For the corporate sector in America, the strong dollar means weaker values of overseas earnings. US global titans, from Amazon to Xerox, will see lower revenues from foreign markets – notably including many countries where they expect significant growth. Chart Four shows this relationship between the earnings growth of the S&P 500 Index companies (blue line) and the strength of the dollar (in green, inverted so when it is strong, it falls below the line):-
Interestingly, whilst around 40% to 50% of the average S&P 500 company’s earnings are from overseas, for high-flying technology stocks the number is around 60%. These key drivers to the strong performance of the US market may be hit worst.
If these factors combine in an economic slowdown, the Fed will need to warm up the dollar printing press once more, reversing many of these trends.
Sting in the tale
The President of the United States, in his inimitable manner, summed up this situation in a recent tweet, declaring “Money is pouring into our cherished DOLLAR like rarely before, companies’ earnings are higher than ever… “.

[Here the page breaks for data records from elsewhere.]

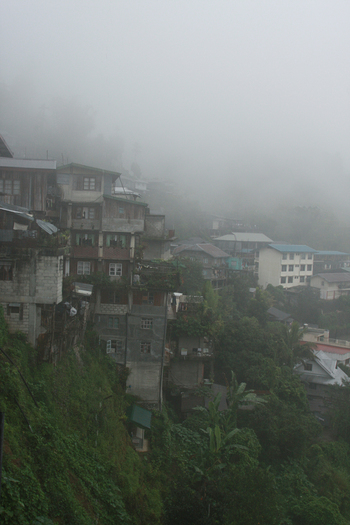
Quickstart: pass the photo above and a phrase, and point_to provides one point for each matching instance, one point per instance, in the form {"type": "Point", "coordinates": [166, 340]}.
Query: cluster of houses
{"type": "Point", "coordinates": [80, 226]}
{"type": "Point", "coordinates": [79, 229]}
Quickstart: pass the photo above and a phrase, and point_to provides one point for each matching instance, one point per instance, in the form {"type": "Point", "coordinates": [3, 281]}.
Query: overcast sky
{"type": "Point", "coordinates": [235, 94]}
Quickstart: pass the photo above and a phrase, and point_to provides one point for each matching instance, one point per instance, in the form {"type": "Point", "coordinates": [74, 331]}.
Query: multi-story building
{"type": "Point", "coordinates": [285, 265]}
{"type": "Point", "coordinates": [130, 301]}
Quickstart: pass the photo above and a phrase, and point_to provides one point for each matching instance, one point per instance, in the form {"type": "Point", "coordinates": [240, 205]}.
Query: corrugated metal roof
{"type": "Point", "coordinates": [89, 168]}
{"type": "Point", "coordinates": [28, 164]}
{"type": "Point", "coordinates": [125, 200]}
{"type": "Point", "coordinates": [83, 289]}
{"type": "Point", "coordinates": [244, 237]}
{"type": "Point", "coordinates": [210, 249]}
{"type": "Point", "coordinates": [18, 210]}
{"type": "Point", "coordinates": [140, 416]}
{"type": "Point", "coordinates": [47, 227]}
{"type": "Point", "coordinates": [333, 277]}
{"type": "Point", "coordinates": [290, 248]}
{"type": "Point", "coordinates": [4, 149]}
{"type": "Point", "coordinates": [327, 252]}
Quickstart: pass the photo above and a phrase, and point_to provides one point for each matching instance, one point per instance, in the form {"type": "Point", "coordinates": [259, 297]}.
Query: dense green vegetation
{"type": "Point", "coordinates": [264, 459]}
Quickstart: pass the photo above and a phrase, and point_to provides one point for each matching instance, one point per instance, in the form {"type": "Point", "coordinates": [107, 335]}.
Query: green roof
{"type": "Point", "coordinates": [140, 416]}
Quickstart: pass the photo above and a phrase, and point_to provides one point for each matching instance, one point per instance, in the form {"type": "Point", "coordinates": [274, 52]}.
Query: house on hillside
{"type": "Point", "coordinates": [31, 271]}
{"type": "Point", "coordinates": [318, 375]}
{"type": "Point", "coordinates": [286, 265]}
{"type": "Point", "coordinates": [244, 248]}
{"type": "Point", "coordinates": [330, 260]}
{"type": "Point", "coordinates": [331, 285]}
{"type": "Point", "coordinates": [130, 312]}
{"type": "Point", "coordinates": [213, 259]}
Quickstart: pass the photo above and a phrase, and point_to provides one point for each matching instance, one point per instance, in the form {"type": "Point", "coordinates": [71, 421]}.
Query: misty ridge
{"type": "Point", "coordinates": [308, 209]}
{"type": "Point", "coordinates": [242, 109]}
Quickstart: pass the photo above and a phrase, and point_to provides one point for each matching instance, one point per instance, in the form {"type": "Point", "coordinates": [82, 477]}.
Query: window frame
{"type": "Point", "coordinates": [145, 347]}
{"type": "Point", "coordinates": [117, 268]}
{"type": "Point", "coordinates": [146, 323]}
{"type": "Point", "coordinates": [84, 265]}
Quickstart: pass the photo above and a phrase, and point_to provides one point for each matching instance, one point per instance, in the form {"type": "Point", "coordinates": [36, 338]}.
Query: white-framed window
{"type": "Point", "coordinates": [146, 324]}
{"type": "Point", "coordinates": [85, 239]}
{"type": "Point", "coordinates": [113, 322]}
{"type": "Point", "coordinates": [145, 347]}
{"type": "Point", "coordinates": [83, 268]}
{"type": "Point", "coordinates": [114, 346]}
{"type": "Point", "coordinates": [89, 184]}
{"type": "Point", "coordinates": [10, 187]}
{"type": "Point", "coordinates": [115, 269]}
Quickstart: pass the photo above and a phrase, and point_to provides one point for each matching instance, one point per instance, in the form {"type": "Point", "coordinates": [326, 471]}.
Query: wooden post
{"type": "Point", "coordinates": [2, 424]}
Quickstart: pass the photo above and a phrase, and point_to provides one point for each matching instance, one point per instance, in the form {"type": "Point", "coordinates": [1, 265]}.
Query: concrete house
{"type": "Point", "coordinates": [107, 230]}
{"type": "Point", "coordinates": [286, 265]}
{"type": "Point", "coordinates": [212, 258]}
{"type": "Point", "coordinates": [31, 270]}
{"type": "Point", "coordinates": [331, 285]}
{"type": "Point", "coordinates": [244, 248]}
{"type": "Point", "coordinates": [317, 375]}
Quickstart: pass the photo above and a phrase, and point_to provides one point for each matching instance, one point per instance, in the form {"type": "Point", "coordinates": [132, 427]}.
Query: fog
{"type": "Point", "coordinates": [244, 104]}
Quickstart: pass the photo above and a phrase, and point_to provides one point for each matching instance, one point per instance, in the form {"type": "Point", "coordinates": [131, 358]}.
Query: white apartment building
{"type": "Point", "coordinates": [285, 265]}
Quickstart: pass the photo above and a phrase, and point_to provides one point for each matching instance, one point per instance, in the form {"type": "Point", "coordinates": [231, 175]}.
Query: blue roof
{"type": "Point", "coordinates": [296, 248]}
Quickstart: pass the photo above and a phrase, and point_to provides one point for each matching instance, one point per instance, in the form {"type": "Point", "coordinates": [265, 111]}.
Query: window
{"type": "Point", "coordinates": [85, 239]}
{"type": "Point", "coordinates": [115, 269]}
{"type": "Point", "coordinates": [10, 187]}
{"type": "Point", "coordinates": [113, 322]}
{"type": "Point", "coordinates": [15, 310]}
{"type": "Point", "coordinates": [86, 213]}
{"type": "Point", "coordinates": [89, 184]}
{"type": "Point", "coordinates": [116, 240]}
{"type": "Point", "coordinates": [114, 346]}
{"type": "Point", "coordinates": [6, 271]}
{"type": "Point", "coordinates": [145, 347]}
{"type": "Point", "coordinates": [146, 324]}
{"type": "Point", "coordinates": [83, 268]}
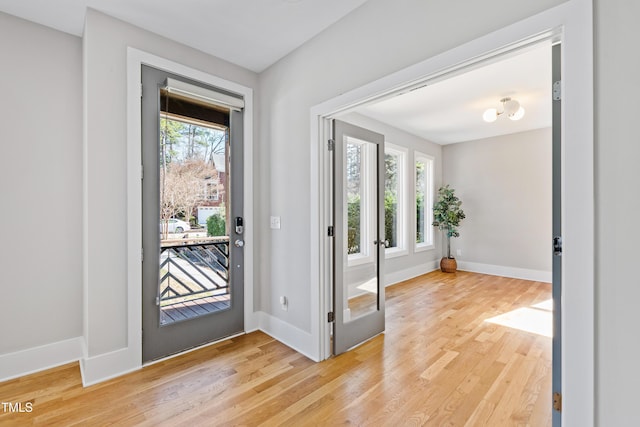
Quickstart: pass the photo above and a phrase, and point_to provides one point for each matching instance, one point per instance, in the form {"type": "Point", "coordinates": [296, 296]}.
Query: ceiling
{"type": "Point", "coordinates": [251, 33]}
{"type": "Point", "coordinates": [257, 33]}
{"type": "Point", "coordinates": [450, 110]}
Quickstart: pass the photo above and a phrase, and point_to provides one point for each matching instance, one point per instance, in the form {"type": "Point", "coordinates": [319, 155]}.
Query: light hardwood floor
{"type": "Point", "coordinates": [439, 363]}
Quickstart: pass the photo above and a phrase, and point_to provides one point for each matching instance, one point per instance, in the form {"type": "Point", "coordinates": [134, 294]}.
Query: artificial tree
{"type": "Point", "coordinates": [447, 215]}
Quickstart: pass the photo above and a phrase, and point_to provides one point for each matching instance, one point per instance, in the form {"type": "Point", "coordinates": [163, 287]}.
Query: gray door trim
{"type": "Point", "coordinates": [349, 334]}
{"type": "Point", "coordinates": [557, 228]}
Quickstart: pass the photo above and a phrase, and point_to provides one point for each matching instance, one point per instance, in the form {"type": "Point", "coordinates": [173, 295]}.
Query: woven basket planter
{"type": "Point", "coordinates": [448, 265]}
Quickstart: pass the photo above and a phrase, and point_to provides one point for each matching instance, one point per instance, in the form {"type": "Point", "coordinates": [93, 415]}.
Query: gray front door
{"type": "Point", "coordinates": [358, 159]}
{"type": "Point", "coordinates": [193, 290]}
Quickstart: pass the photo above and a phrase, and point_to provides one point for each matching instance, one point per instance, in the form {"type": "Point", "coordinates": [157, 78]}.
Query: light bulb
{"type": "Point", "coordinates": [490, 115]}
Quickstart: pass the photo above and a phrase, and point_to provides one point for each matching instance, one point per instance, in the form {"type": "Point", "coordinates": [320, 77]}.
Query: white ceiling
{"type": "Point", "coordinates": [451, 110]}
{"type": "Point", "coordinates": [251, 33]}
{"type": "Point", "coordinates": [257, 33]}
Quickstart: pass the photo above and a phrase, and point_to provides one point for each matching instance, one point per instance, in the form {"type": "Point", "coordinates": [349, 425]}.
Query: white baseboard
{"type": "Point", "coordinates": [288, 335]}
{"type": "Point", "coordinates": [498, 270]}
{"type": "Point", "coordinates": [109, 365]}
{"type": "Point", "coordinates": [25, 362]}
{"type": "Point", "coordinates": [410, 273]}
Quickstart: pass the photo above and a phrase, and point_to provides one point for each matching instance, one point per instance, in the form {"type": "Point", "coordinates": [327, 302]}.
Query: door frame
{"type": "Point", "coordinates": [572, 23]}
{"type": "Point", "coordinates": [135, 59]}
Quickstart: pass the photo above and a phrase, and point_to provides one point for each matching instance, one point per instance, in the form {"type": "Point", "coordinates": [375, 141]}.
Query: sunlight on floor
{"type": "Point", "coordinates": [537, 319]}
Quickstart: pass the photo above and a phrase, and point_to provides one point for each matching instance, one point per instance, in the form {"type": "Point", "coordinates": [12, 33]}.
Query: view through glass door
{"type": "Point", "coordinates": [359, 241]}
{"type": "Point", "coordinates": [192, 214]}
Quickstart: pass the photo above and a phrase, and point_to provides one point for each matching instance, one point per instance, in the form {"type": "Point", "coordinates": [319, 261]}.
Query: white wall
{"type": "Point", "coordinates": [407, 266]}
{"type": "Point", "coordinates": [617, 211]}
{"type": "Point", "coordinates": [105, 165]}
{"type": "Point", "coordinates": [505, 186]}
{"type": "Point", "coordinates": [41, 187]}
{"type": "Point", "coordinates": [390, 35]}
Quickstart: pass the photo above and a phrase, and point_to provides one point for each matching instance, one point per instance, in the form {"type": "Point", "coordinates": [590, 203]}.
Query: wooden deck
{"type": "Point", "coordinates": [440, 362]}
{"type": "Point", "coordinates": [195, 308]}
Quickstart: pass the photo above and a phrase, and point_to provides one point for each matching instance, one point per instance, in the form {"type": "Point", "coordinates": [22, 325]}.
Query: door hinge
{"type": "Point", "coordinates": [557, 90]}
{"type": "Point", "coordinates": [557, 401]}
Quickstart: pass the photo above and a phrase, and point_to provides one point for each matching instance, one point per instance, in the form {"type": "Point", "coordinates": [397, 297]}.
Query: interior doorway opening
{"type": "Point", "coordinates": [551, 37]}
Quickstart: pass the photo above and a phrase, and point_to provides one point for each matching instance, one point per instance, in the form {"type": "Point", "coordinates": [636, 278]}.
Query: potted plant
{"type": "Point", "coordinates": [447, 215]}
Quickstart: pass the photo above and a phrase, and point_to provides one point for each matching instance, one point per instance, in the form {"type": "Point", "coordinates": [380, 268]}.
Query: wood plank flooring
{"type": "Point", "coordinates": [439, 363]}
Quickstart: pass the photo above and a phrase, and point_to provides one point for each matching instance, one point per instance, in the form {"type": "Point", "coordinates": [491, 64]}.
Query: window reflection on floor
{"type": "Point", "coordinates": [536, 319]}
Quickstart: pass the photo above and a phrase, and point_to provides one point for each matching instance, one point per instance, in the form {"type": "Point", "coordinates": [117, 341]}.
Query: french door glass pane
{"type": "Point", "coordinates": [361, 269]}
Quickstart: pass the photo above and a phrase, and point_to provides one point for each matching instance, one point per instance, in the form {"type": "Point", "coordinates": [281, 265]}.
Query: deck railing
{"type": "Point", "coordinates": [193, 268]}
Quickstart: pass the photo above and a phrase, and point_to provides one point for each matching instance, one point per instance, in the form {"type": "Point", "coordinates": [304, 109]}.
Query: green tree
{"type": "Point", "coordinates": [447, 214]}
{"type": "Point", "coordinates": [216, 225]}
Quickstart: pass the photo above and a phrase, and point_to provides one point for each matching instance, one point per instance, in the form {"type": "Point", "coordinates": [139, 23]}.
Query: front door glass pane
{"type": "Point", "coordinates": [194, 232]}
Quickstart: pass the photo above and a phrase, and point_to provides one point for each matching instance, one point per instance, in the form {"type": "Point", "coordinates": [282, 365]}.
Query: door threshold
{"type": "Point", "coordinates": [189, 350]}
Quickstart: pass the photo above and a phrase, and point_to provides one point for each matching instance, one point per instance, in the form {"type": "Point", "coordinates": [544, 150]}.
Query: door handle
{"type": "Point", "coordinates": [557, 245]}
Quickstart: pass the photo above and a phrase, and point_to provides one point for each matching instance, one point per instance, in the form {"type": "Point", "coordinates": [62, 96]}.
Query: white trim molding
{"type": "Point", "coordinates": [35, 359]}
{"type": "Point", "coordinates": [288, 335]}
{"type": "Point", "coordinates": [504, 271]}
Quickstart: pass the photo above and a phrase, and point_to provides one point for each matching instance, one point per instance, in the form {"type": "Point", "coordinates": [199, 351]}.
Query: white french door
{"type": "Point", "coordinates": [358, 217]}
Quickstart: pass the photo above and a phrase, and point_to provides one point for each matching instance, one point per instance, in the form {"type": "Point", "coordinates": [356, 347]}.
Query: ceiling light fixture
{"type": "Point", "coordinates": [510, 107]}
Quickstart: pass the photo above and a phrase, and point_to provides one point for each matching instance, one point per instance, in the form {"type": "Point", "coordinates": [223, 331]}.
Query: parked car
{"type": "Point", "coordinates": [174, 225]}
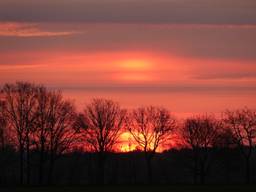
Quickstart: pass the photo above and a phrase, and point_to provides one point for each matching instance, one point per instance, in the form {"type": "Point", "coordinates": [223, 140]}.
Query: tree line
{"type": "Point", "coordinates": [36, 120]}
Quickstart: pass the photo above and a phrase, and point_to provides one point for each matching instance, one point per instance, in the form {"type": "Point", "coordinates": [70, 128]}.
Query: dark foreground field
{"type": "Point", "coordinates": [137, 188]}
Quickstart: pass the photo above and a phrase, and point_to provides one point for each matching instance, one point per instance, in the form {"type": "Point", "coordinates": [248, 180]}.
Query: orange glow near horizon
{"type": "Point", "coordinates": [128, 144]}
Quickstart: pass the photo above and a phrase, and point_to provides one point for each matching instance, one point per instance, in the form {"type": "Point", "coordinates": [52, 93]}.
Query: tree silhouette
{"type": "Point", "coordinates": [242, 122]}
{"type": "Point", "coordinates": [20, 104]}
{"type": "Point", "coordinates": [53, 133]}
{"type": "Point", "coordinates": [200, 133]}
{"type": "Point", "coordinates": [150, 127]}
{"type": "Point", "coordinates": [100, 125]}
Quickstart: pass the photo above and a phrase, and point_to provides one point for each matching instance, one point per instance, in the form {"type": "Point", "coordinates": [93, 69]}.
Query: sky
{"type": "Point", "coordinates": [191, 56]}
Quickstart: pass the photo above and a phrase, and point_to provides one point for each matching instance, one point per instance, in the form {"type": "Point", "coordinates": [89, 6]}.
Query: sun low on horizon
{"type": "Point", "coordinates": [201, 61]}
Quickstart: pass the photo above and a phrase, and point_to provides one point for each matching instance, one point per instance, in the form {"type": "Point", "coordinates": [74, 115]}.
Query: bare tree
{"type": "Point", "coordinates": [53, 133]}
{"type": "Point", "coordinates": [100, 125]}
{"type": "Point", "coordinates": [60, 135]}
{"type": "Point", "coordinates": [242, 122]}
{"type": "Point", "coordinates": [150, 128]}
{"type": "Point", "coordinates": [200, 133]}
{"type": "Point", "coordinates": [20, 104]}
{"type": "Point", "coordinates": [3, 125]}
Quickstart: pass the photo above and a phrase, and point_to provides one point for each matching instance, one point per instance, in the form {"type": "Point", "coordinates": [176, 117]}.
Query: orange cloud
{"type": "Point", "coordinates": [14, 29]}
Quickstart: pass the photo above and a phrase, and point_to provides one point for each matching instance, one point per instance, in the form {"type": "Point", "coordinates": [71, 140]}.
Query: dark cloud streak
{"type": "Point", "coordinates": [130, 11]}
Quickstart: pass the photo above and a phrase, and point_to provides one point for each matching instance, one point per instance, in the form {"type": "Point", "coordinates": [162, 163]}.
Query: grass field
{"type": "Point", "coordinates": [136, 188]}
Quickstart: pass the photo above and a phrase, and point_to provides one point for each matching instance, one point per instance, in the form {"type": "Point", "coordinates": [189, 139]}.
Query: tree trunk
{"type": "Point", "coordinates": [28, 162]}
{"type": "Point", "coordinates": [21, 164]}
{"type": "Point", "coordinates": [101, 164]}
{"type": "Point", "coordinates": [149, 169]}
{"type": "Point", "coordinates": [51, 168]}
{"type": "Point", "coordinates": [41, 162]}
{"type": "Point", "coordinates": [248, 170]}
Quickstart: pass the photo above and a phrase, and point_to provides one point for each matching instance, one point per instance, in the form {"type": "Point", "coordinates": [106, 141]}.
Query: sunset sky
{"type": "Point", "coordinates": [192, 56]}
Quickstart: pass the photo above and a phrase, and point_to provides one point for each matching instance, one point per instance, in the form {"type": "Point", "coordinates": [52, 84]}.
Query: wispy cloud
{"type": "Point", "coordinates": [15, 29]}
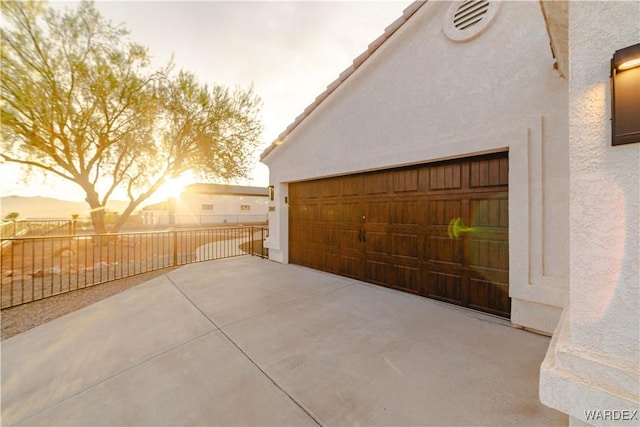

We have seen many headlines about distress in economies such as Turkey and Argentina but as the effect of the dollar drought increases, we expect to see more column inches or tweets bemoaning the negative consequences of this currency corral for the US too.
Disclaimer: The content contained in this blog represents the opinions of Equilibrium Investment Management. The commentary in this blog in no way constitutes a solicitation of investment advice. It should not be relied upon in making investment decisions and is intended solely for the entertainment of the reader.
Central Bank: A national bank that provides financial and banking services for its country’s government and commercial banking system, setting interest rates and lending money to other banks.
S&P 500: Stands for the Standard & Poor’s 500, the main US stock market index based on the top largest 500 companies.